DALLAS - As schools return from break this week some are making changes to deal with the latest COVID-19 surge.
Classes resume Wednesday in the Dallas Independent School District and it is extending its mask mandate for students through the spring break. The requirement was set to end after the MLK Day holiday.
Dallas ISD also announced those who come into close contact with someone who has COVID-19 no longer have to quarantine if they are fully vaccinated and don’t have any symptoms. The district’s nurses are available to test students and staff as COVID-19 cases rise.
Dozens of people braved the cold morning air Monday to line up for a COVID-19 test offered by the district.
"Testing has become real important," said Superintendent Michael Hinojosa. "I had to get a test over the holidays and I could only buy one at a Walgreens and it was very difficult to even find one."
Nurses also took boxes of tests that may be used for students exhibiting symptoms at school in the coming days.
"We’re not requiring them to have a test, but we’re asking to comply if they have symptoms, then take test. We’ll see what happens," Hinojosa said.
Hinojosa says with Dallas County back at code red alert level for COVID-19 spread, he decided to extend the mandate until after spring break.
"Hopefully by that time it will get better, but that would have been two years now that we’ve been in that situation. Two long years," he said.
DISD also says it’s sticking to its protocol of a 10-day isolation with any positive case.
Grand Prairie says it’s doing the same while waiting for the TEA to update any new guidelines heading into the spring semester.
Fort Worth ISD tells FOX 4 it’s lowered the isolation period down to five days with a positive case.
The CDC recently reduced the recommended number of quarantine days for asymptomatic positive cases from ten to five.
Virtual learning vs in-person instruction
Unlike two years ago, Hinojosa said the district will not be going all virtual again, even with the spread of COVID-19 due to the omicron variant.
"That will be the last, last, last resort and we are not there yet. We discovered only five percent of our kids did well in virtual instruction," Hinojosa said.
The U.S. Secretary of Education said it’s important for schools to make every effort to keep kids in classrooms and not have to revert to remote learning.
"The goal is full-time, in-person learning for our students. They’ve suffered enough," said Education Secretary Miguel Cardona. "Many parents don’t have the luxury of staying home. So, we have to do everything possible to keep them in school as our Plan A, Plan B and Plan C."

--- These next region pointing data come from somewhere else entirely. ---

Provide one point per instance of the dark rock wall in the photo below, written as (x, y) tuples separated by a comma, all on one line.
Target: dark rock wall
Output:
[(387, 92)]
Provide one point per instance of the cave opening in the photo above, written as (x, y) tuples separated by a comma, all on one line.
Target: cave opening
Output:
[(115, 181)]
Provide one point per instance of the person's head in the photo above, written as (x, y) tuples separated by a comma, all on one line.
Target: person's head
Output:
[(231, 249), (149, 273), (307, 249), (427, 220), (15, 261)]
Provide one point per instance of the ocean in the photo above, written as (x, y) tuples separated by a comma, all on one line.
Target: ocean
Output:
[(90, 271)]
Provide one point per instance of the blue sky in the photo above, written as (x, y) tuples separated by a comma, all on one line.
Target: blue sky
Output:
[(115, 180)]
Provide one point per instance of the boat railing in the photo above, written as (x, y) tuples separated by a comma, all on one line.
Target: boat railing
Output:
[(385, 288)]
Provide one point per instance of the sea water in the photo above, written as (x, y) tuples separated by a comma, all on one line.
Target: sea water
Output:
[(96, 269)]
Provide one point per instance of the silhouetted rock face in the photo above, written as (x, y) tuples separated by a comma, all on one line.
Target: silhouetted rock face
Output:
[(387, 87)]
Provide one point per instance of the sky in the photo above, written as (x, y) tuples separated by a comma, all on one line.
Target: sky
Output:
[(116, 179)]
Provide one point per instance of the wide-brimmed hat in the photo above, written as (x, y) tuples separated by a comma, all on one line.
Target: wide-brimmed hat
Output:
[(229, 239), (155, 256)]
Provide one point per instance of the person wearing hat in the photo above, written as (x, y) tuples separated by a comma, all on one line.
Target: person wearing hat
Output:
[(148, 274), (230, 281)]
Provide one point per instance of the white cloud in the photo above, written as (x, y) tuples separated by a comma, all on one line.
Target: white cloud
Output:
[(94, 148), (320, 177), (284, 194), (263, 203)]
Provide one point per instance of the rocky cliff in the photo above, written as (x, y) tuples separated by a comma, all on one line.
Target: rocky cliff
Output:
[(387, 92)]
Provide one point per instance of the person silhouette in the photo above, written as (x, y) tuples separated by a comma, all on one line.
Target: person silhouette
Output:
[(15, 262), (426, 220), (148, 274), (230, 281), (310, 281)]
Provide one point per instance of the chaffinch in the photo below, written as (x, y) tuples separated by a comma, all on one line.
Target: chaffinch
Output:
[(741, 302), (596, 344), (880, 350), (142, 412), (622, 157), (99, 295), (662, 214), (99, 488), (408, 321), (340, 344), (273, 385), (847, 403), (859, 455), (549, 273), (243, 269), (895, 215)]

However, students in the Lancaster Independent School District in Dallas County will not be learning in the classroom this week.
The district announced students will learn remotely on Wednesday, Thursday and Friday due to the rising number of COVID-19 cases.
For now, Lancaster ISD said in-person learning will resume next Monday on Jan. 10
The district also offered vaccines for students and parents from Monday at the Lancaster High School gym.
Experts urge vaccinations
Health experts have said the best safeguard is for parents to get their kids vaccinated. The shots are currently available for children ages five and up. The FDA on Monday also expanded the emergency authorization for Pfizer's COVID-19 vaccine booster to children ages 12 to 15.
Pediatrician Dr. Julie Linderman said that while positive case numbers may be skyrocketing, the public and medical response is more sophisticated than 2 years ago.
"It is easy to panic, all hardwired to respond the same way to the threat of COVID and it’s hard to kind of change our view in how we live with this endemic virus," she said.
Dr. Linderman says common sense over testing may be the best solution.
"You can test one day and be negative because your viral load is low. And you can test the next day and be positive. It may not even change how likely you are to transmit the virus,"
Linderman says the key is when you are sick, to avoid others.
"Eventually COVID will hopefully look like another cold or flu virus that is endemic, that we live with, that is highly transmissible but mild.